Northwest's woes are focused on high labor costs, which it is trying to slash by $1.1 billion.
Analysts said Northwest, which hired replacement workers to substitute for mechanics and cleaners who struck last month, could be using the threat of bankruptcy to get concessions that unions have been reluctant to grant at the bargaining table.
"There's a good chance (of a Northwest filing)," Neidl said, adding: "It depends on who wins that debate" at Wednesday's board meeting.
The bankruptcies could put added pressure on other carriers including AMR Corp., parent of American Airlines (search), by putting them at a competitive disadvantage as their bankrupt rivals shed costs and ditch pensions, analysts said.
On the other hand, other airlines would benefit if Delta and others cut back on domestic routes, getting rid of overcapacity which has made the U.S. airline sector the most troubled worldwide.
Credit rating firm Standard & Poor's said on Wednesday that Northwest's failure to make $42 million in payments due on Tuesday made a bankruptcy filing likely, adding that it was probable as soon as Wednesday.
Adding to pressure on the Eagan, Minnesota-based carrier, Northwest would face a lien against its assets if it missed a $65 million pension payment due on Thursday, S&P said — unless the airline sought court protection.
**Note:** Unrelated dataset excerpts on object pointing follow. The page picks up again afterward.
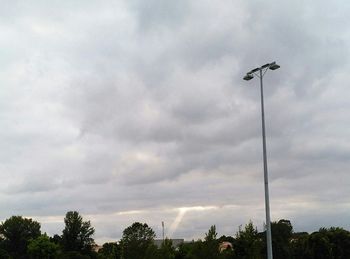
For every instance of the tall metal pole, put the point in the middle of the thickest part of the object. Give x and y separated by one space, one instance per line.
266 180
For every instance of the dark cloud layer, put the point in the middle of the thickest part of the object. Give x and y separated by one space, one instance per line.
134 110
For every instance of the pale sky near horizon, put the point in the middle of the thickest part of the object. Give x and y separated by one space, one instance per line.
136 111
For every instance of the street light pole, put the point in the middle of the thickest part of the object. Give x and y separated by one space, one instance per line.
250 75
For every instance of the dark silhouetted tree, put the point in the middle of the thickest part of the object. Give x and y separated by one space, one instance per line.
16 232
135 241
77 234
42 247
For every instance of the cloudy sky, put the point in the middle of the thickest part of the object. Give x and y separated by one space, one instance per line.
136 110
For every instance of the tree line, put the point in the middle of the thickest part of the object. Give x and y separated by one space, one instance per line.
21 238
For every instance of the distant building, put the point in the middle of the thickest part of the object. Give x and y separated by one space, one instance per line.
175 242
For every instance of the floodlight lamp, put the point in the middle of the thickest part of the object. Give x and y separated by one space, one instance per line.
274 66
266 65
248 77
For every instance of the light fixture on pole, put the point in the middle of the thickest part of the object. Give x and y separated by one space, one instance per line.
250 75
United and US Airways Group Inc. (search) are both already operating in bankruptcy, though both are hoping to emerge soon — US Airways with the help of a group of investors led by America West Holdings Corp.
Additional bankruptcy filings could pave the way for additional mergers and acquisitions in the sector, Merrill Lynch & Co. analyst Michael Linenberg said in a report.
On Wednesday, Northwest shares, which were hammered Tuesday on expectation of a bankruptcy filing, closed up 30 cents, or 19.1 percent, to $1.87 in busy trading on Nasdaq. Delta shares closed down 7 cents, or 9 percent, at 71 cents on the New York Stock Exchange.
Northwest's stock has plunged 86 percent so far this year, while Delta has lost 90 percent of its value.
On the debt markets, Northwest's 10 percent notes due in 2009 rose to 26 cents on the dollar, about 2-1/2 cents higher on the day, after tumbling more than 9 cents on Tuesday, according to MarketAxess.
Delta's 8.3 percent bonds due 2029 rose to 16 cents on the dollar, about 0.5 cent higher on the day, according to MarketAxess. They are still about 3/4-cent lower month-to-date.